Despite their relegation to subordinate positions in the “normal” action novel, women are a constant feature of the genre. They appear most commonly as damsels in distress or bedmates of selected male protagonists; assorted other “female” roles include the relatives of leading men (habitually placed in jeopardy, as variations of the damsel in distress), assorted secretaries, lab technicians, or computer operators, and assorted sexy spies who function smoothly “under cover.” Female victims frequently evolve into the role of lovers after being rescued by the hero of the moment, letting body language stand as an expression of their gratitude.
So much for tried-and-true clichés. As noted previously, action novels show a rising trend toward strong, decisive, independent female characters. They stand and fight beside their men—and, sometimes, carry out a ticklish mission without the benefit of male assistance. Shrinking violets are unlikely to be banished from the ge
nre (most especially since authors, editors, and readers are predominantly male), but there are indications that the tough new breed of female character is here to stay. Who knows? She may even be the wave of the future.
Working Under Cover(s)
The amount (and type) of sex in action novels varies widely with the taste of authors, editors, and publishers. In olden times, James Bond habitually found himself a lover—sometimes several—in the midst of every case, and thereby set the tone for his successors. In his debut novel, War Against the Mafia, Mack Bolan beds three women, but his luck is fragile. In the course of thirty-seven episodes from Pinnacle, he rarely scores again, and never in a graphic scene. Protagonists in other action series run a gamut from the likes of J. C. Stonewall, drooling over anything in skirts, to loyal, one- woman men like Edward X. Delaney.

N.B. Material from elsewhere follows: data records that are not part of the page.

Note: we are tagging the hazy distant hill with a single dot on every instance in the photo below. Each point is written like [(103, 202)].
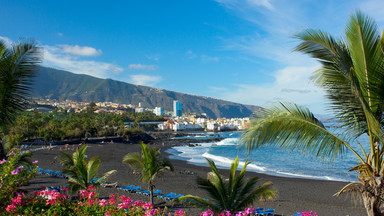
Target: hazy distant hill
[(58, 84)]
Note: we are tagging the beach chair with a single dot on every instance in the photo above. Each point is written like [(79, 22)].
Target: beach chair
[(133, 189), (143, 192), (47, 171), (267, 212), (258, 210), (147, 192), (127, 187), (168, 195), (156, 192), (174, 197)]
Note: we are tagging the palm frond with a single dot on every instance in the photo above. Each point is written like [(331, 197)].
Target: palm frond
[(232, 195), (18, 65), (293, 127)]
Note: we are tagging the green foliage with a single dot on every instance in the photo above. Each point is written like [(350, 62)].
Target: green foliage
[(14, 173), (149, 164), (81, 173), (231, 195), (61, 126), (352, 75), (18, 65), (62, 85)]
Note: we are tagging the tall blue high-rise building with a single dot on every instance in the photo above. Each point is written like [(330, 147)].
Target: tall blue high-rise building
[(177, 109)]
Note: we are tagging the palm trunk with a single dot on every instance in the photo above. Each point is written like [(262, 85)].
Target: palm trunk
[(371, 204), (150, 188), (373, 196), (2, 151)]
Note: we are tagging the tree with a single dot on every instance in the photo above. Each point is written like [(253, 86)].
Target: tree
[(81, 173), (352, 75), (149, 164), (230, 195), (18, 64)]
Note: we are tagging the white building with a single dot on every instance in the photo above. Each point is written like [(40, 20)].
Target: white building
[(158, 111)]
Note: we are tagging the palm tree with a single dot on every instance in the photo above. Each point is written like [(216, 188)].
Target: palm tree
[(18, 64), (81, 173), (352, 75), (230, 195), (149, 164)]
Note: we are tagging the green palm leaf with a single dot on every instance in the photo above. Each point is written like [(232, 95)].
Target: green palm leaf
[(18, 65), (149, 164), (81, 173), (352, 75), (232, 195)]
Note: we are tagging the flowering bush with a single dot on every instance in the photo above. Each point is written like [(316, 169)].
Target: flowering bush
[(303, 213), (246, 212), (58, 203), (13, 175)]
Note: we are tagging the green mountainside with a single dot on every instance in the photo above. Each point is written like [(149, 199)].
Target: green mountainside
[(62, 85)]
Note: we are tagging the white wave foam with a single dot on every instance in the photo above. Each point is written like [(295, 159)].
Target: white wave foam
[(226, 162), (228, 141), (286, 174)]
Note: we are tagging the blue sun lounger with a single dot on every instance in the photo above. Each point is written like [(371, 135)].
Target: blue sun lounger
[(267, 212), (133, 189), (174, 197), (127, 187), (258, 210), (168, 195), (147, 192), (143, 192)]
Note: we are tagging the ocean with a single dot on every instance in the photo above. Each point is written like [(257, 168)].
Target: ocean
[(267, 160)]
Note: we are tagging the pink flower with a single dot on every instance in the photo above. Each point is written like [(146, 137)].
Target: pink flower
[(112, 199), (91, 188), (11, 153), (207, 213), (179, 212), (91, 195), (10, 208), (103, 202), (240, 214), (148, 206), (17, 170), (83, 193)]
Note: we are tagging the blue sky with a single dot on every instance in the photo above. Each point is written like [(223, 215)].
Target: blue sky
[(239, 51)]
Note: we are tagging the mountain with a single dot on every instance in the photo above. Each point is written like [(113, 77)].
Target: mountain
[(62, 85)]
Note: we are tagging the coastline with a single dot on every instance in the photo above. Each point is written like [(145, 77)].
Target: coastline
[(294, 194)]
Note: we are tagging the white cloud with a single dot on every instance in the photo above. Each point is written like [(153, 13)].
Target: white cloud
[(80, 50), (206, 59), (141, 79), (233, 4), (374, 8), (291, 84), (7, 41), (203, 58), (142, 67), (53, 57), (265, 3)]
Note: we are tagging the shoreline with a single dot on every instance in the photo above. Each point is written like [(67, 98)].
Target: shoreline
[(294, 194)]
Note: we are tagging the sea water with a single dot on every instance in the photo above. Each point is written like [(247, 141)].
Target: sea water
[(267, 159)]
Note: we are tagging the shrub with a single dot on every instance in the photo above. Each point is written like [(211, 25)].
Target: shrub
[(14, 173)]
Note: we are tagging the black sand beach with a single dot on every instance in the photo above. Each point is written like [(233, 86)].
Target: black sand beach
[(294, 195)]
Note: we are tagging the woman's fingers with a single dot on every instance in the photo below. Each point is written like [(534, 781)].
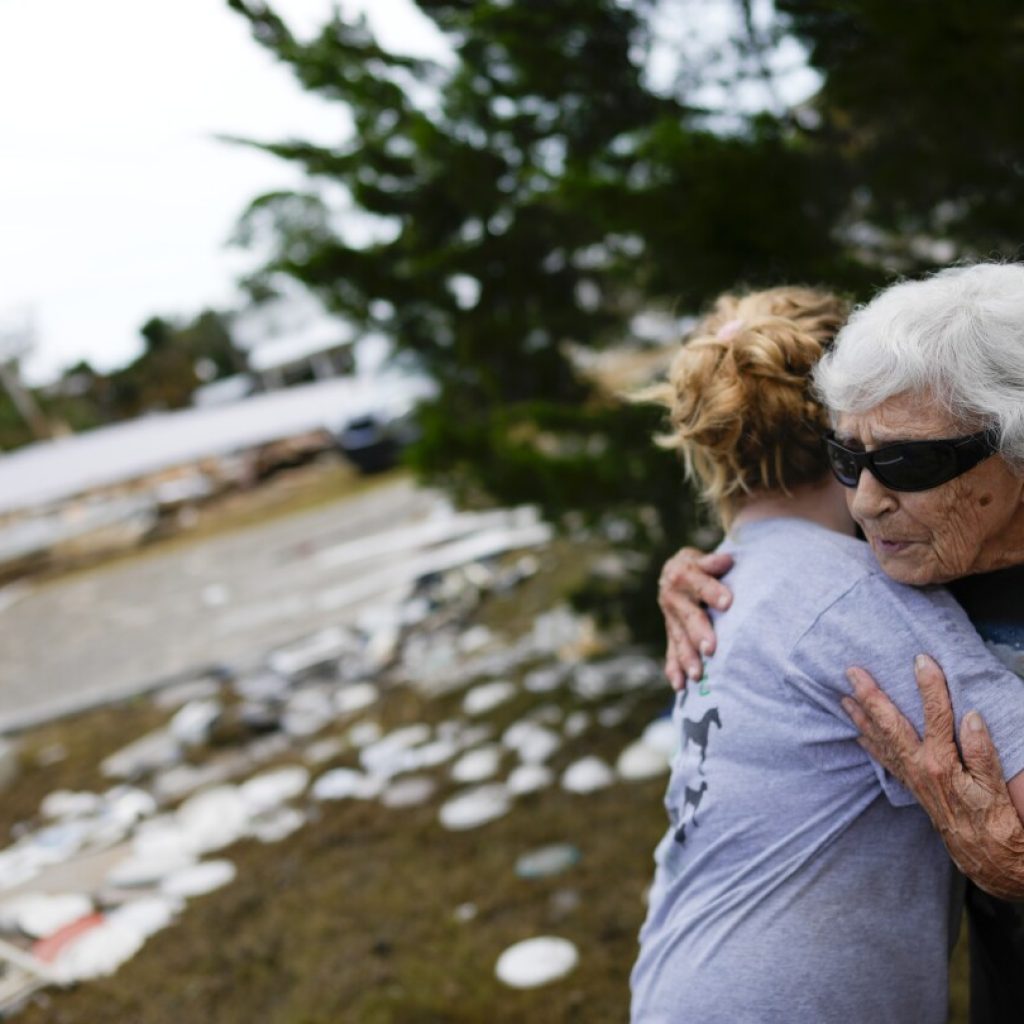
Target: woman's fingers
[(674, 670), (894, 741), (939, 722), (677, 612), (686, 584), (980, 756)]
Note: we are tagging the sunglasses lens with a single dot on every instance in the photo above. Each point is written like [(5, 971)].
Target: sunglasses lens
[(915, 467), (844, 465)]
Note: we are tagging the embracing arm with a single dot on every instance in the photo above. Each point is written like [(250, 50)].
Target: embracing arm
[(977, 814), (688, 583)]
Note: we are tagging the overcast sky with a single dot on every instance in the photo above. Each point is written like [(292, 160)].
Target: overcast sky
[(116, 201)]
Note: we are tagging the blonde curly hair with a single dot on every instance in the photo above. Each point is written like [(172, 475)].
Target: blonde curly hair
[(739, 395)]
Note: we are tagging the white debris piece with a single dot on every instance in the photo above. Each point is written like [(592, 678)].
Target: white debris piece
[(200, 879), (40, 914), (145, 915), (214, 818), (433, 754), (639, 761), (536, 962), (532, 742), (215, 595), (662, 735), (354, 697), (486, 696), (324, 750), (276, 824), (70, 804), (475, 638), (546, 679), (528, 778), (409, 792), (307, 712), (392, 754), (346, 783), (97, 952), (364, 733), (587, 775), (17, 865), (155, 750), (192, 724), (475, 807), (614, 714), (477, 765), (270, 788)]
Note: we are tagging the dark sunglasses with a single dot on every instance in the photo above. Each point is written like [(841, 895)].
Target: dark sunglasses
[(910, 465)]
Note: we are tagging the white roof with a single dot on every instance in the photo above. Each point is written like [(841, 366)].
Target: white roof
[(49, 471)]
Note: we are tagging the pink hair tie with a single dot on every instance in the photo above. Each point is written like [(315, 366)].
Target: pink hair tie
[(729, 330)]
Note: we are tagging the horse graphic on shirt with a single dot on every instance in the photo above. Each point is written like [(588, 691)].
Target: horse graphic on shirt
[(697, 731), (691, 801)]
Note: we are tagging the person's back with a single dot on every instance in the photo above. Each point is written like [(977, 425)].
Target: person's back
[(796, 882)]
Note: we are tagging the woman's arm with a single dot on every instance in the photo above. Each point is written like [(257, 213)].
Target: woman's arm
[(688, 583), (978, 816)]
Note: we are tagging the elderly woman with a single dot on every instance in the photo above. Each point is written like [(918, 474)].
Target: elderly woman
[(783, 835), (926, 387)]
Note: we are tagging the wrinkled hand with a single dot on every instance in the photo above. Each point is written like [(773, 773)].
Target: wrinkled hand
[(688, 582), (967, 800)]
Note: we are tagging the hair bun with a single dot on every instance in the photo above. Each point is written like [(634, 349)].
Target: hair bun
[(739, 393)]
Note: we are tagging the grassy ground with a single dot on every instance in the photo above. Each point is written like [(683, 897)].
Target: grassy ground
[(328, 479), (353, 919)]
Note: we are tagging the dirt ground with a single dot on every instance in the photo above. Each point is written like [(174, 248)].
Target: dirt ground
[(378, 915)]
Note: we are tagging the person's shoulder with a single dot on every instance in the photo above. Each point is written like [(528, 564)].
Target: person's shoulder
[(821, 560)]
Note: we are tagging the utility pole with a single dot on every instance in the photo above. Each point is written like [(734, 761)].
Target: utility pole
[(15, 341)]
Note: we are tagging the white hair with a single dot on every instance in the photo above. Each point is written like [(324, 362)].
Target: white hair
[(956, 338)]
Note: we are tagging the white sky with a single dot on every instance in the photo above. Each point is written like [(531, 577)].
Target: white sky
[(116, 201)]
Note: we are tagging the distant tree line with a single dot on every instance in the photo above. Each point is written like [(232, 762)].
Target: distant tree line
[(539, 189), (177, 356)]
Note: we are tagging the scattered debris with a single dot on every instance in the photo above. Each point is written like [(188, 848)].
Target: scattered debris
[(536, 962), (547, 860), (475, 807), (587, 775)]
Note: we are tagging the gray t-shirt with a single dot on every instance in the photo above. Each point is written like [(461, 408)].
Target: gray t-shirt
[(798, 881)]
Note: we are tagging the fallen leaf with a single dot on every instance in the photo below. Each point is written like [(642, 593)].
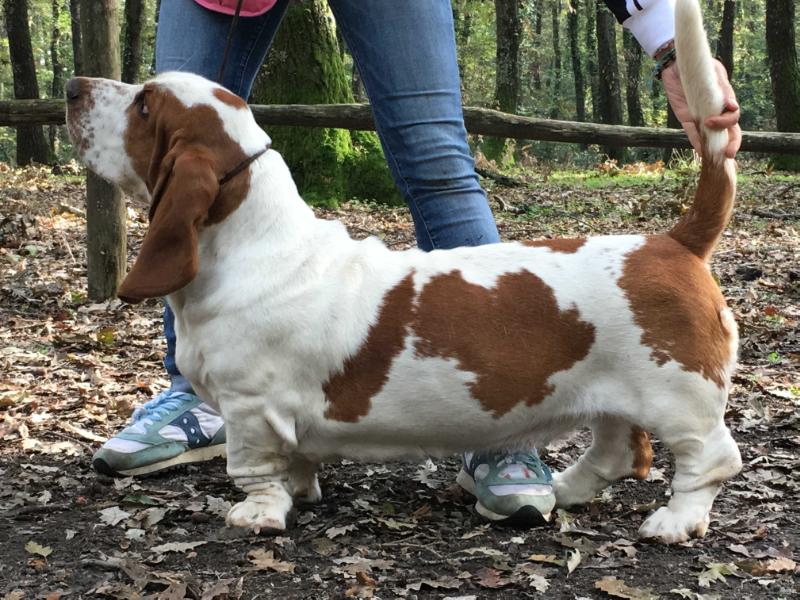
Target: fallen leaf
[(490, 578), (547, 558), (715, 572), (333, 532), (617, 588), (573, 560), (176, 547), (485, 552), (538, 582), (113, 515), (218, 506), (323, 546), (153, 516), (34, 548), (777, 565), (264, 560)]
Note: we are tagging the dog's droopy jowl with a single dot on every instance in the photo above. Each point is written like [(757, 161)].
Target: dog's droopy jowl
[(316, 346)]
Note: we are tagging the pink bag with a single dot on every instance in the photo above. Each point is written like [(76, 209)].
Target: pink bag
[(250, 8)]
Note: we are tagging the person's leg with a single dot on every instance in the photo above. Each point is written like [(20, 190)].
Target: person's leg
[(177, 426), (406, 54)]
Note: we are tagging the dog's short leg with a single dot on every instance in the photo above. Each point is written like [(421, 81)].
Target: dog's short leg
[(618, 450), (703, 461), (259, 463), (303, 483)]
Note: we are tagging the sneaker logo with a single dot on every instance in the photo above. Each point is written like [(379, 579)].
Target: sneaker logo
[(191, 427)]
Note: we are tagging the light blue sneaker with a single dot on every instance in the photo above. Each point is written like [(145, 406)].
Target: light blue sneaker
[(514, 487), (173, 428)]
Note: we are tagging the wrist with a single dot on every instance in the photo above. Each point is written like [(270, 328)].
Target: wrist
[(664, 57)]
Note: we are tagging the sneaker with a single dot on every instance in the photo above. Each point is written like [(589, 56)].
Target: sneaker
[(514, 487), (173, 428)]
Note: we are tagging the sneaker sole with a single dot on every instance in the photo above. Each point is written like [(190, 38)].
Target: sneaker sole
[(527, 516), (190, 456)]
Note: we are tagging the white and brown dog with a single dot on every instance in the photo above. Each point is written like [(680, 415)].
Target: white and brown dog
[(314, 345)]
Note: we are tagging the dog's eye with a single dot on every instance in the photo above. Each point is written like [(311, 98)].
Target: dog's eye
[(141, 104)]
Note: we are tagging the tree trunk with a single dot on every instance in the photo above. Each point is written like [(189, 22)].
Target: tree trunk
[(132, 50), (57, 89), (462, 17), (105, 209), (555, 12), (506, 92), (633, 72), (155, 36), (77, 47), (591, 56), (31, 142), (577, 70), (305, 66), (783, 69), (536, 60), (507, 55), (725, 41), (609, 101)]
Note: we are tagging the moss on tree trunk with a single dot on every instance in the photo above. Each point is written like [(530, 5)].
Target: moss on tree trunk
[(305, 67)]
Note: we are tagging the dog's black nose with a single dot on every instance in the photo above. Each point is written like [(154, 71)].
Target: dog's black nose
[(73, 89)]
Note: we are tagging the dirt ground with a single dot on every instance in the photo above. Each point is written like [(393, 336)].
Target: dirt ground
[(71, 371)]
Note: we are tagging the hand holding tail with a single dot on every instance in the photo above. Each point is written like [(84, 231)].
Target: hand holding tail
[(726, 121)]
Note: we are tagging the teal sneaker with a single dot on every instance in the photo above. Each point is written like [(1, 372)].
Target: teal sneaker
[(173, 428), (513, 487)]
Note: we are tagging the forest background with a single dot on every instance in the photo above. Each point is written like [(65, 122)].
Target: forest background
[(556, 59)]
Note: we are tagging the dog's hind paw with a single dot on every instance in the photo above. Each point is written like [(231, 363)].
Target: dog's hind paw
[(671, 527), (262, 512)]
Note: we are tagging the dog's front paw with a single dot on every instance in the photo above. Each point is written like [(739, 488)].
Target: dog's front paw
[(265, 511), (572, 487), (672, 527)]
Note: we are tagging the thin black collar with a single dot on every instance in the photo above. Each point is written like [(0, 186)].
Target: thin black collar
[(240, 167)]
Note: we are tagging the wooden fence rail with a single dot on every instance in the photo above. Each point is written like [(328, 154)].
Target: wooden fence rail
[(478, 120)]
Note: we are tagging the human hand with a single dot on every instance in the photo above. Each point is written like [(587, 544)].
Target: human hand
[(729, 119)]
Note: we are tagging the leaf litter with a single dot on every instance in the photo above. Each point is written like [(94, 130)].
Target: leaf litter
[(71, 372)]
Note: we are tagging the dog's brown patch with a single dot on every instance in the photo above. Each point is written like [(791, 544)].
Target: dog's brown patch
[(365, 373), (677, 304), (228, 98), (151, 142), (642, 452), (512, 336), (566, 245)]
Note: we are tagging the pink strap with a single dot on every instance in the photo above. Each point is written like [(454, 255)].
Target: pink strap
[(250, 8)]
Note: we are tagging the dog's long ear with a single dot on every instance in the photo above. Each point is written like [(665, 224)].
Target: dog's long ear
[(186, 188)]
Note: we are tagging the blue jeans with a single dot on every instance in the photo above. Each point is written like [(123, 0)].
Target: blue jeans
[(406, 55)]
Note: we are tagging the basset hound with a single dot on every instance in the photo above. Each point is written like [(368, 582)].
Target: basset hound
[(316, 346)]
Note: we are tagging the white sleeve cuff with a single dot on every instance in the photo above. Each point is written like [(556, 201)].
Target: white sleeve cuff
[(652, 22)]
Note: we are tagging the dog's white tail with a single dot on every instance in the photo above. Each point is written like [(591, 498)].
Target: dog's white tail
[(702, 225)]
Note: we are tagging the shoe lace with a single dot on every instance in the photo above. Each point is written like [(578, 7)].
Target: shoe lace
[(530, 458), (157, 408)]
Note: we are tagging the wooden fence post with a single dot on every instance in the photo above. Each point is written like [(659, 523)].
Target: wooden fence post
[(106, 236)]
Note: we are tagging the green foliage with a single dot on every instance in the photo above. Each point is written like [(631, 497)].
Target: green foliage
[(306, 67)]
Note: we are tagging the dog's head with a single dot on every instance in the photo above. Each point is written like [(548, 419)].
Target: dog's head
[(173, 140)]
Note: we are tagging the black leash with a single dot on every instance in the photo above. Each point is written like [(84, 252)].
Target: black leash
[(240, 167), (232, 28), (249, 160)]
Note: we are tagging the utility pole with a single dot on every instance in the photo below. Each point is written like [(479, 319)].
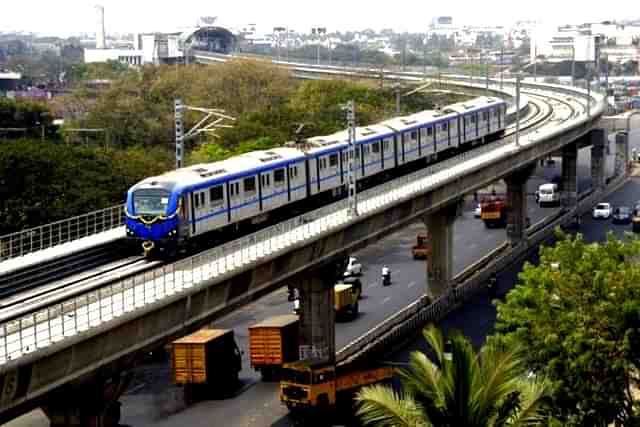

Technical descriptions of The Act in genre fiction vary with the authors and the dramatic characters involved. While nothing is taboo, per se, an editor may limit your depiction of a graphic scene if it appears gratuitous, excessive, or inevitably destined to offend your audience. (Few novels focus on the graphic sexual abuse of children, for example, and your heroes probably should not display a fondness for the sadomasochistic joys of bondage.) Based on a perusal of the literature, it is apparent that your sex scenes need not be hard-core to be effective.
Notice how suggestive dialogue can sometimes serve in place of sweaty thrusting, as when Dean Koontz gives his characters a break in Twilight Eyes:
Rya pulled off her sopping tennis shoes and socks, then skinned out of her wet T-shirt. Beads of water glimmered and trembled on her bare arms, shoulders, breasts.